High frequency electrical fields for the generation of plasma may make use of a conductive coil (“field applicator”) driven by an AC current oscillating in the megahertz to gigahertz range. A gas within the coil receives energy from the coil through inductive coupling exciting the gas into a plasma state.
Such inductive coupling techniques for generating plasma have a number of significant problems. First, normally the conductive coil must have multiple “turns” and each turn exhibits a mutual capacitance with adjacent turns of the loop creating field (and hence plasma) manifest as of nonuniform plasma ion speeds, trajectories and densities. Non-uniformities in the plasma may adversely affect applications were uniform plasma is required (for example, for etching in the integrated circuit industry) and may waste energy on undesired plasma processes. The mutual capacitance also limits the voltage that may be applied to the conductive coil without dielectric breakdown between the turns of the coil.

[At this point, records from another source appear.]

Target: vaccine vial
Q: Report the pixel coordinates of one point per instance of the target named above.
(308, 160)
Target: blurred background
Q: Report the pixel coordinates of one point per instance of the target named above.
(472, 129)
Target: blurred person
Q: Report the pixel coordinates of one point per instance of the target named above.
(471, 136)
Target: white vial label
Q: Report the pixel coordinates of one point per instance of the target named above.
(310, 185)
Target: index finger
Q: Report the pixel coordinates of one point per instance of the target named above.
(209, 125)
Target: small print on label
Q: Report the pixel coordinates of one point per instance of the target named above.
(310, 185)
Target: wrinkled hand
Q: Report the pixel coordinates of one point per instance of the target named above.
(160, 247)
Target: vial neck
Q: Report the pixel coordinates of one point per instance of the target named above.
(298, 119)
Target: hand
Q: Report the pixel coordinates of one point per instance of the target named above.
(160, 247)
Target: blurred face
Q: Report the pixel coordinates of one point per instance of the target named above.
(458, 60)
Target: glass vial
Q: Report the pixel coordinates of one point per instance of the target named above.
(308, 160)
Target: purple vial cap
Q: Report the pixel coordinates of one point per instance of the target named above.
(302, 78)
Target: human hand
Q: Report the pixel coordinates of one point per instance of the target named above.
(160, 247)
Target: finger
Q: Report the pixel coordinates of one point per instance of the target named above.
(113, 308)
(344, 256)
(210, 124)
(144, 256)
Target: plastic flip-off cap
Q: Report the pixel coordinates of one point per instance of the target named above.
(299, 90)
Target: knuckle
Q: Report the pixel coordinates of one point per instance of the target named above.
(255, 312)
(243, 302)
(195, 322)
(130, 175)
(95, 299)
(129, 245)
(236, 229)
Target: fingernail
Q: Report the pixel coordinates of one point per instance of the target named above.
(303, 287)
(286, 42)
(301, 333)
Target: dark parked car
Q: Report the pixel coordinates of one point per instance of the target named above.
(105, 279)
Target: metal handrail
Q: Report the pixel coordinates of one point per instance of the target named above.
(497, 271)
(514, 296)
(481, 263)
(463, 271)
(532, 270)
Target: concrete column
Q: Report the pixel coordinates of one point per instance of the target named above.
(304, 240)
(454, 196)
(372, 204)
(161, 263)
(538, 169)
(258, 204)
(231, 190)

Second, the large amount of electrical power and hence large amounts of electrical current required to pass through the conductive coil produce significant resistive heating requiring complicated or bulky cooling structures. The use of highly conductive materials, such as copper, can reduce resistive losses, but the use of copper and similar metals is complicated by the susceptibility of such highly conductive materials to corrosion and melting in the harsh environment of the plasma.
Third, efficient driving of the conductive loop requires that the loop be part of a resonant structure implemented by placing a tuning capacitor into the coil circuit. Capacitors suitable for this purpose are expensive and bulky.